In 1992, Warner Bros.
figured that lightning could strike twice at a time when oodles of (mostly horribly bad) funk-metal acts were following in Faith No More and the Red Hot Chili Peppers' footsteps.
They sent the former into the studio, where they went in, recorded, and released a bizarro masterpiece.
Mike Patton's work in Mr.
Bungle proved just how strange and inspired he could get given the opportunity, and with that try-anything-once spirit now brought to his similarly minded colleagues in his more famous act, nothing was ignored.
"Land of Sunshine" starts things off in a similar enough vein to The Real Thing, but Patton's vocal role-playing comes out as smarter and more accomplished, with the lyrics trashing a totally smug bastard with pure inspired mockery.
From there, Angel Dust steps up the meta-metal of earlier days with the expected puree of other influences, further touched by an almost cinematic sense of storming atmosphere.
The fact that the album ends with a cover of John Barry's "Midnight Cowboy" suits the mood perfectly, but the stretched-out, tense moments on "Caffeine" and the soaring charge of "Everything's Ruined" makes for other good examples.
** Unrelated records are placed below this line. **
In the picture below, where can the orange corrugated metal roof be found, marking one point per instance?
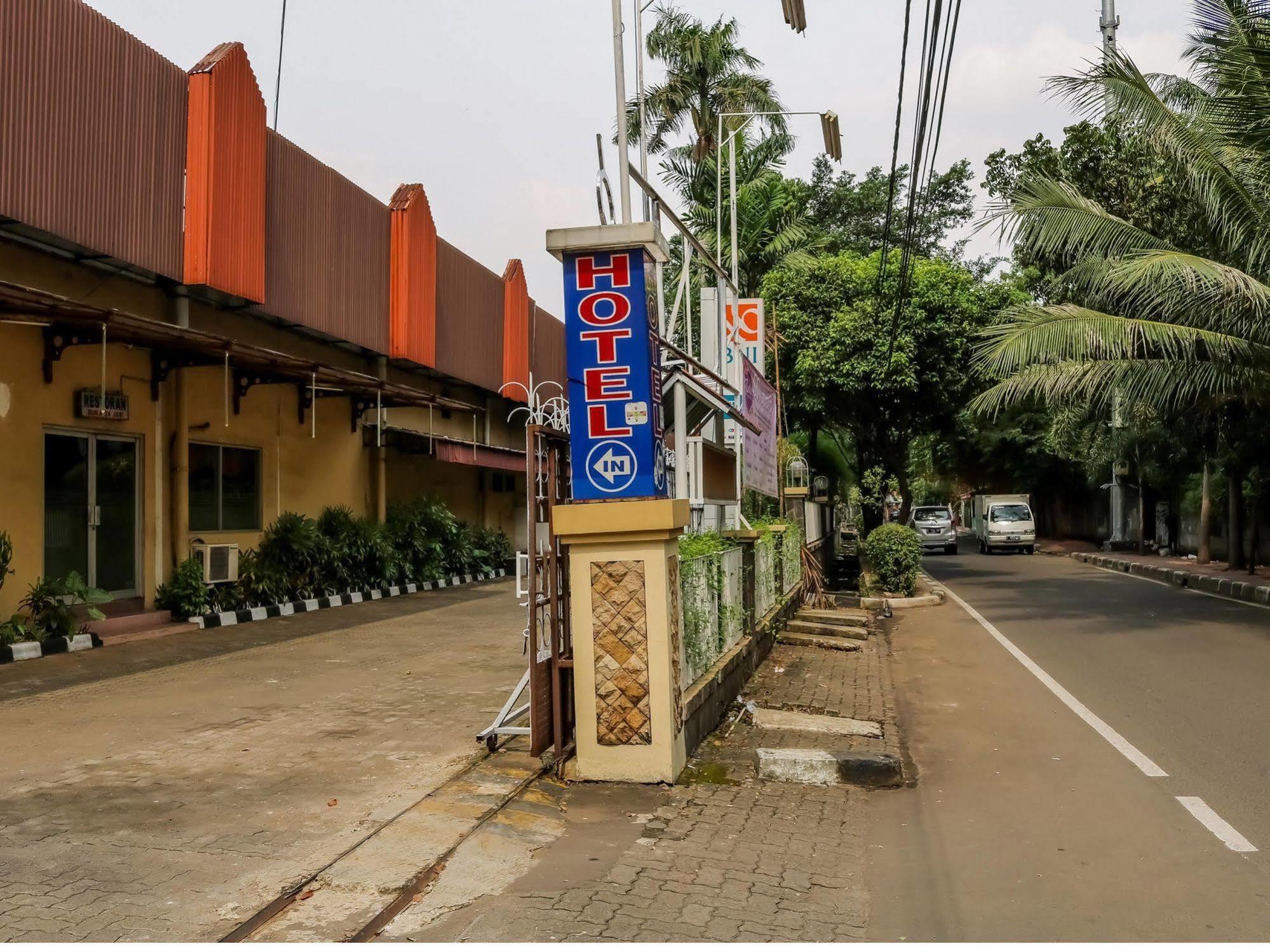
(225, 175)
(413, 277)
(517, 307)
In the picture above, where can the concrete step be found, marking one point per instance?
(834, 644)
(156, 633)
(841, 631)
(797, 766)
(834, 616)
(776, 720)
(132, 621)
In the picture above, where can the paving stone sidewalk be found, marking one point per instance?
(723, 856)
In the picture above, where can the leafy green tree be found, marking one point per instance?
(773, 222)
(851, 210)
(837, 365)
(708, 74)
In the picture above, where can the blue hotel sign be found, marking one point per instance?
(615, 377)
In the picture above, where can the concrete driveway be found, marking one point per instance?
(168, 789)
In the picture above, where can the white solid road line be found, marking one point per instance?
(1219, 827)
(1141, 761)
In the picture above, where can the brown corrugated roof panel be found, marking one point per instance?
(91, 133)
(517, 311)
(413, 300)
(469, 319)
(327, 249)
(225, 175)
(548, 362)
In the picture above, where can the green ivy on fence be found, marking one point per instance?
(708, 615)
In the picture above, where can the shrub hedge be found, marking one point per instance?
(895, 554)
(338, 551)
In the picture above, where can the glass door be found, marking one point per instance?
(90, 509)
(66, 504)
(114, 516)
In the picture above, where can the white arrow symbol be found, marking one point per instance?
(611, 467)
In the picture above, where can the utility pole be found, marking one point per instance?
(624, 169)
(1108, 24)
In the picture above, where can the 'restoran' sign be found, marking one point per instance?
(615, 377)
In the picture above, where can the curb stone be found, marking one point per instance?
(828, 767)
(219, 620)
(28, 650)
(1180, 578)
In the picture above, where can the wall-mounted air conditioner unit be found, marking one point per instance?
(219, 561)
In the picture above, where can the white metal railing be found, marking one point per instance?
(712, 601)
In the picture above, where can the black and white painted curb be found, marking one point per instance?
(1183, 579)
(27, 650)
(219, 620)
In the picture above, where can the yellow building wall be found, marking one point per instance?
(299, 473)
(29, 408)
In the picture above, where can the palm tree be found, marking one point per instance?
(1161, 324)
(706, 74)
(1155, 323)
(774, 226)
A Kronos Quartet sample even crops up on the frazzled sprawl of "Malpractice." Other sampling and studio treatments come to the fore throughout, not in a specifically hip-hop/techno-oriented way, but more as strange cutups and additional quirks, such as the distorted voices on "Smaller and Smaller." The band's sense of humor crops up more than once -- there's the hilarious portrayal of prepubescent angst on "Kindergarten," made all the more entertaining by the music's straightforward approach, or the beyond-stereotypical white trash cornpone narration of "RV," all while the music breezily swings along.
Patton's voice is stronger and downright smooth at many points throughout, the musicians collectively still know their stuff, and the result is twisted entertainment at its finest.